The negative potential for Apple’s highest-multiple and highest-margin revenue stream and the positive implications for the whole gaming and content industry are incredibly large and I believe this presents one of the most attractive 1 to 2-year risk/rewards in the broader TMT investable landscape. Just about every major country has some sort of anti-app store legislation or regulatory examination in process- this has reached critical momentum and in my view, will happen in some shape or form.
$RBLX has gone on record to state that they will pay most of any fee reduction out to the long tail of small developers on their platform- at the end of the day Apple’s 30% fee is a monopolistic tax that hurts thousands of small businesses.
$TTWO Grand Theft Auto: The Trilogy – The Definitive Edition and More Coming Soon
Rockstar officially announced the long-rumored GTA remaster of Vice City, San Andreas and GTA III. This should quell some investor fears of Take Two missing their annual guidance as the delay of the GTA5 next-gen remaster was recently delayed to March 2022 and limited supply of next-gen consoles that may not end until late 2022 could still limit its success.
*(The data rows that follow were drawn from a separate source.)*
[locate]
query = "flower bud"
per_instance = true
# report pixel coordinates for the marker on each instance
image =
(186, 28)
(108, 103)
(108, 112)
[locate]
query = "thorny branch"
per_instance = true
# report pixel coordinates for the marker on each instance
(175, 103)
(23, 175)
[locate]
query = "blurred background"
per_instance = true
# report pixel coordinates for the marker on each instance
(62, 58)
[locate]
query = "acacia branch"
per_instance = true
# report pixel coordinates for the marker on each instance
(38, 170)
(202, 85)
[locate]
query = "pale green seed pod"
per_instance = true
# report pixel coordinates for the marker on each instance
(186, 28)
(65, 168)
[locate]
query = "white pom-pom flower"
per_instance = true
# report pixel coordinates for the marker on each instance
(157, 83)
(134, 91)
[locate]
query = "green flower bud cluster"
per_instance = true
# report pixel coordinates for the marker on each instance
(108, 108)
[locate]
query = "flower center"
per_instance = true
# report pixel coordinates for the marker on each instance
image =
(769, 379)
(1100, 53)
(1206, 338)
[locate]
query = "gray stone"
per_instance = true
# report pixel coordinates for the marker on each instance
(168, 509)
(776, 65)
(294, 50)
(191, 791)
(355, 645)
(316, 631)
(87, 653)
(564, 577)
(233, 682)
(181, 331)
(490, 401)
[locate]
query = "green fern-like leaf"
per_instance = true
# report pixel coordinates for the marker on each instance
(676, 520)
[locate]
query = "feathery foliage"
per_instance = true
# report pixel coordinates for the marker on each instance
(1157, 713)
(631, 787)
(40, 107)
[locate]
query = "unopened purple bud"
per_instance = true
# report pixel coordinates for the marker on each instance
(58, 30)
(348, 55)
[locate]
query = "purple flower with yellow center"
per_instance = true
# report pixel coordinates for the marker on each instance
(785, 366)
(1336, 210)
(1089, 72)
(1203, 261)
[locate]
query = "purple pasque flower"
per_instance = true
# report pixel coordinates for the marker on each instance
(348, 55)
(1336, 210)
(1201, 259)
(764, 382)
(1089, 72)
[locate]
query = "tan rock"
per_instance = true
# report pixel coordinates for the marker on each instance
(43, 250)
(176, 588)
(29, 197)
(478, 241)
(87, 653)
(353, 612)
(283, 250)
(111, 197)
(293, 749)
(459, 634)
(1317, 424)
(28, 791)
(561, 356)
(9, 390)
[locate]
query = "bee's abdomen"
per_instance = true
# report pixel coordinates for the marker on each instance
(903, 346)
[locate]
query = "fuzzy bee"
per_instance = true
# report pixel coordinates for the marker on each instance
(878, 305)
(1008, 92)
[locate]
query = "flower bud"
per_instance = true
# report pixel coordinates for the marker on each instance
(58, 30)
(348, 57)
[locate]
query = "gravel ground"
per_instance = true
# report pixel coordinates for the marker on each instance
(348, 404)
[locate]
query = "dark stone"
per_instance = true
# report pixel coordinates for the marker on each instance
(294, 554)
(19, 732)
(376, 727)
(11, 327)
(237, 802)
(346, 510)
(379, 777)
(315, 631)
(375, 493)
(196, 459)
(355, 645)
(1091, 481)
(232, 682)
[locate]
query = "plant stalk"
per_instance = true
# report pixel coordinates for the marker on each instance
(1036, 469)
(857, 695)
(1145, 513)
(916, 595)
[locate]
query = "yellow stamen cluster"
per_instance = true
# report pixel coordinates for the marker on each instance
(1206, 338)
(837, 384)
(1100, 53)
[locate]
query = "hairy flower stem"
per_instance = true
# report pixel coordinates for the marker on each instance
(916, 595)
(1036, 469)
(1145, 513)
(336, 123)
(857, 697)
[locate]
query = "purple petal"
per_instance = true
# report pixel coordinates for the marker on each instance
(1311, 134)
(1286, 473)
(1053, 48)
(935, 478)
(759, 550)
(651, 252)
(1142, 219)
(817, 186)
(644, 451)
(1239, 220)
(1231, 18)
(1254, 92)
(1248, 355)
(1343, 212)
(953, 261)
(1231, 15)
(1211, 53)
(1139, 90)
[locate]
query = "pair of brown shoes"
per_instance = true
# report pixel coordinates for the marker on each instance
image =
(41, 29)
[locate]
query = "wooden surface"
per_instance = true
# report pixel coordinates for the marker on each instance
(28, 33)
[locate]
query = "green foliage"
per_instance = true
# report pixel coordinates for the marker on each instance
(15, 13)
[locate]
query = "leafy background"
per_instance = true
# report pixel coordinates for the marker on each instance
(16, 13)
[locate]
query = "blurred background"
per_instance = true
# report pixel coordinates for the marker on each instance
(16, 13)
In fact the stock has already rallied ~20% off its September lows.
Random Things & Other News
Toto Wolff is the coolest guy in sports.
Epic / Balenciaga partnered to bring Balenciaga swag to Fortnite and Fortnite swag to Balenciaga in real-life ($475 t-shirt anyone?). This is a trend that I only see accelerating after recent successes from Gucci/Roblox and the continued success of Metaverse-like platforms where users truly view their avatars as representations of themselves and the social aspect of the platform comes before the game.
$EA Battlefield 2042 beta is performing extremely poorly and the game was already delayed despite EA taking an additional year to work on the game.
Population stagnation is a long-term global economic issue.
Apple TV is the only streaming app that I open every week lately for Ted Lasso and Foundation.
$MSFT will allow the Epic Games store to operate on its PC app store with no fee.
Gene Editing and Cell Therapy- I started looking at this space after watching Unnatural Selection on $NFLX. The industry has faced a few setbacks of late with weak data from $EDIT and a safety issue from $ALLO. I continue to believe this is the most exciting thing to happen to healthcare in decades and has transformative potential for cancer and rare-drug treatment but recent issues have certainly spooked investors. These things never happen in a straight line and I continue to favor $MXCT as my diversified play on the sector.
$AMZN New World continues to dominate the Steam charts and looks like a real MMORPG hit, although the launch has not been without multiple hiccups from long queue times to scammers.
Luckily these NPCs going mad did not happen in a physical setting like Westworld or to the infamous Boston Dynamics robots.